Now, when I want comfort food without complications, this is exactly what I make.
Ingredients
Serves 4
For the Potatoes
- 4 large russet potatoes
- 2 tablespoons olive oil
- 1 teaspoon salt
Toppings
- 4 tablespoons butter
- 1 cup shredded cheddar cheese
- ½ cup sour cream
- ½ cup cooked bacon bits
- ¼ cup sliced green onions
- Salt and pepper to taste
Prep the Potatoes
Scrub the potatoes well and pat them dry. A clean, dry surface helps the skin crisp in the oven. Rub each potato with a little olive oil and sprinkle with salt.
Pierce the potatoes several times with a fork so steam can escape.
Bake Until Tender
Place the potatoes directly on the oven rack and bake at 220°C / 425°F for about 50–60 minutes. The skins should feel firm and crisp, and a fork should slide easily into the center.
This slow baking gives you the fluffiest texture.
Prepare the Toppings
While the potatoes bake, get your toppings ready:
- Melt the butter
- Cook the bacon bits until crisp (or warm pre-cooked ones)
- Grate the cheddar
- Slice the green onions
Having everything ready makes assembly fast once the potatoes are done.
Split and Fluff
When the potatoes come out of the oven, let them sit for just a minute. Cut a long slit down the top of each one and gently squeeze the ends inward to open them up.
Use a fork to fluff the inside lightly so the butter melts evenly.
Add the Butter
Drop a tablespoon of butter into each potato. Let it melt completely into the fluffy center. The warmth of the potato spreads the butter through every bite.

Add the Cheese
Sprinkle cheddar generously over each potato. The heat will soften the cheese instantly, giving it that melty look without becoming oily.
Add the Bacon
Scatter bacon bits over the melted cheese. The salty crunch balances the softness of the sour cream and the tenderness of the potato.

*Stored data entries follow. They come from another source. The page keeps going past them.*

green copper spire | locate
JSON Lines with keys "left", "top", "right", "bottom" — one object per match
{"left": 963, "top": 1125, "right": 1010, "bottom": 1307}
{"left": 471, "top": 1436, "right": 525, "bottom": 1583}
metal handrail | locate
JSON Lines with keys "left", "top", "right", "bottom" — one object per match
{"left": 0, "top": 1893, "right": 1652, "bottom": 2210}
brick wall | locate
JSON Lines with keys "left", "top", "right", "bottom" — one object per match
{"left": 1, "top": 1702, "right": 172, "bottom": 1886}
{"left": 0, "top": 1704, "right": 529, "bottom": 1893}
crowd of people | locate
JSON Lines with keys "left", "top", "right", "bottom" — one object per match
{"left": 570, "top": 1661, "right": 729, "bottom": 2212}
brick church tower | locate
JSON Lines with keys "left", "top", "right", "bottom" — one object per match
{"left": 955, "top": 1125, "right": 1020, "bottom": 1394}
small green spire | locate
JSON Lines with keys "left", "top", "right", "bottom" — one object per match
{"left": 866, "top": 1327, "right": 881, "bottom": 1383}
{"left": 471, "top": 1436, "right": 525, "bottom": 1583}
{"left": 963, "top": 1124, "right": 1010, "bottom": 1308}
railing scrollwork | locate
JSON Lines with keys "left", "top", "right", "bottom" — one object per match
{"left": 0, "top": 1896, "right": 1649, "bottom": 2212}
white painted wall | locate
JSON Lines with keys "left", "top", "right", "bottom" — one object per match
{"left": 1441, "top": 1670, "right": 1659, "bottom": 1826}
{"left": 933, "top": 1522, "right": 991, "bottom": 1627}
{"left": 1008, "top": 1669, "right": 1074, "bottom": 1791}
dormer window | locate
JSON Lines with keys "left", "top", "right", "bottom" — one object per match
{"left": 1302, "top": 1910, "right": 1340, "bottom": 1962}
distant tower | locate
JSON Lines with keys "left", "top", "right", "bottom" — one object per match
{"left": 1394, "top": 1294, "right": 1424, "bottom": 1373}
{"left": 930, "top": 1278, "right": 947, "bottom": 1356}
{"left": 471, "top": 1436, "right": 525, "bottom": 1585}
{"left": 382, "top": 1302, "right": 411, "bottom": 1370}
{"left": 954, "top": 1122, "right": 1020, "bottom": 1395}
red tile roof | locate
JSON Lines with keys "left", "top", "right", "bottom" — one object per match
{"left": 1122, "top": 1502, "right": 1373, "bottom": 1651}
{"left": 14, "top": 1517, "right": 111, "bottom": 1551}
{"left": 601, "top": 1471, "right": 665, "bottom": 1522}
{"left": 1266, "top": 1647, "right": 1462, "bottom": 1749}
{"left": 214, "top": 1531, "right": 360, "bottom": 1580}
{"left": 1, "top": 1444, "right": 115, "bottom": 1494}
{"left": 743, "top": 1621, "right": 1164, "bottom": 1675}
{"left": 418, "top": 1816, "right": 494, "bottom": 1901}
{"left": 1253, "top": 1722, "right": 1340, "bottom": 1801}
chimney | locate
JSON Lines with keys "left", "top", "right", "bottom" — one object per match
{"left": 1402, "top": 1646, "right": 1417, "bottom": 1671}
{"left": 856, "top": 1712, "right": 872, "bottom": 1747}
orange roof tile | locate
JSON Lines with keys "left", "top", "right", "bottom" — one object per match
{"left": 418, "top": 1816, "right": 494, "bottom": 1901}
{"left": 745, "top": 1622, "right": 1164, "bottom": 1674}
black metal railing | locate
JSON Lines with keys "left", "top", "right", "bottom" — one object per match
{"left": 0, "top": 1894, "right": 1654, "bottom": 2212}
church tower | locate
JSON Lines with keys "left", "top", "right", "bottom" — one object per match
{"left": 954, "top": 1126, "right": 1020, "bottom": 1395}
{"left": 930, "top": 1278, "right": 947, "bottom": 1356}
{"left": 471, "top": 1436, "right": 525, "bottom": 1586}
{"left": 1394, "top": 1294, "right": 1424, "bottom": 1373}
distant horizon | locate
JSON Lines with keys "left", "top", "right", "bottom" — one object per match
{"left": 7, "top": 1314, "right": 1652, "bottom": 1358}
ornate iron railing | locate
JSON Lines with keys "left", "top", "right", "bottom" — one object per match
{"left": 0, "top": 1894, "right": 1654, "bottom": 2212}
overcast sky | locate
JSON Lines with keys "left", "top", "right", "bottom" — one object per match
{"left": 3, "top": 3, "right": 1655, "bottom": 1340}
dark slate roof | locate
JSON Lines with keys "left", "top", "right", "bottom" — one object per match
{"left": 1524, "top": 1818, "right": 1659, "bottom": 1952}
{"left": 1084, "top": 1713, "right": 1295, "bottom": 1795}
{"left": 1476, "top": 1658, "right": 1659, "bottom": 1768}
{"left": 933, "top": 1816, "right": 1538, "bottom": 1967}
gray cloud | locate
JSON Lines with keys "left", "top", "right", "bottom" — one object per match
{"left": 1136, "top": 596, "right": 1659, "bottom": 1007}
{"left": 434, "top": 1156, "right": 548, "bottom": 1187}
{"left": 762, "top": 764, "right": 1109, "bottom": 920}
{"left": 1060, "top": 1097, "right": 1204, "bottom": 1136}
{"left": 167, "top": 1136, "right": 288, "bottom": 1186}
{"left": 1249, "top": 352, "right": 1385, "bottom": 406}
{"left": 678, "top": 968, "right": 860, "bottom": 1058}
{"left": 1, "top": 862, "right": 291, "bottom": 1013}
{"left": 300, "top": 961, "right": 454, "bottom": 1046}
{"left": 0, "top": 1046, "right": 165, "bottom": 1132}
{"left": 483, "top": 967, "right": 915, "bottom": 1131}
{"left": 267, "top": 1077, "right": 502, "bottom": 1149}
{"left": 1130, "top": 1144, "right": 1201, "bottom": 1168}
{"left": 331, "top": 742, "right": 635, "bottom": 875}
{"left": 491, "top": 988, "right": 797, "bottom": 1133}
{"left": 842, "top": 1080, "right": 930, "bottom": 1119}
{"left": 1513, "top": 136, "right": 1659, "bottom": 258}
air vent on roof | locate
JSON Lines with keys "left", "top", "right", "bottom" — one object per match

Finish With Sour Cream and Green Onions
Add a spoonful of sour cream, then top everything with green onions. They give a fresh, slightly sharp note that keeps the dish from feeling heavy.
Finish with salt and pepper to taste.
What Makes This Version Stand Out
Perfect baked texture
Crisp skins + fluffy centers.
Balanced toppings
Not too much butter, not too much cheese — just the right ratio.
Real bacon bits
Adds smoky crunch that store-bought toppings can’t match.
Fresh green onions
Brighten the flavor and add color.
This is the classic everyone knows, made with care so it tastes exactly the way it should.
Optional Add-Ins (Just for Fun)
Extra cheesy
Add Monterey Jack or mozzarella.
Spicy
Top with jalapeños or hot sauce.
Ranch
Swap sour cream for ranch dressing.
Deluxe version
Add steamed broccoli for more texture (and a little color).
How to Serve Loaded Baked Potatoes
They’re filling enough to be a full meal, especially for lunch. But they work beautifully as a side dish for:
- Grilled chicken
- Steak
- Pork chops
- Vegetable skewers
- Meatloaf
- Chili
- Salad
They also make an excellent “bar-style” platter — line up toppings and let everyone load their own potatoes.
Storing and Reheating
Store leftovers in an airtight container for up to 3 days. For reheating, the oven is best. Microwave works but softens the skin.
To crisp again, bake at 180°C / 350°F for about 10 minutes.
Why Are My Baked Potatoes Not Getting Crispy?
If the potatoes don’t crisp up, they may be too wet. Always dry the skins thoroughly before oiling and avoid wrapping them in foil — foil traps steam and softens the skin. High heat helps create that classic crisp exterior.
Can I Make Loaded Baked Potatoes Ahead of Time?
Yes. Bake the potatoes, store them in the fridge, and reheat them later. Add toppings only after reheating so the texture stays fresh.
Final Thoughts
Classic loaded baked potatoes are the definition of simple comfort food. They’re warm, hearty, nostalgic, and incredibly satisfying.
Once you master this easy method, you’ll start making them for weeknight dinners, weekend lunches, or last-minute meals when you want something filling and familiar.
They’re proof that sometimes the simplest dishes are the most memorable.

Ingredients
Method
- Scrub the potatoes well and pat them dry. A clean, dry surface helps the skin crisp in the oven. Rub each potato with a little olive oil and sprinkle with salt.
- Pierce the potatoes several times with a fork so steam can escape.
- Place the potatoes directly on the oven rack and bake at 220°C / 425°F for about 50–60 minutes.
- While the potatoes bake, get your toppings ready. Melt the butter, cook the bacon bits until crisp, grate the cheddar and slice the onions.
- When the potatoes come out of the oven, let them sit for just a minute. Cut a long slit down the top of each one and gently squeeze the ends inward to open them up.
- Drop a tablespoon of butter into each potato. Let it melt completely into the fluffy center. Sprinkle cheddar generously over each potato. Scatter bacon bits over the melted cheese.
- Add a spoonful of sour cream, then top everything with green onions. They give a fresh, slightly sharp note that keeps the dish from feeling heavy.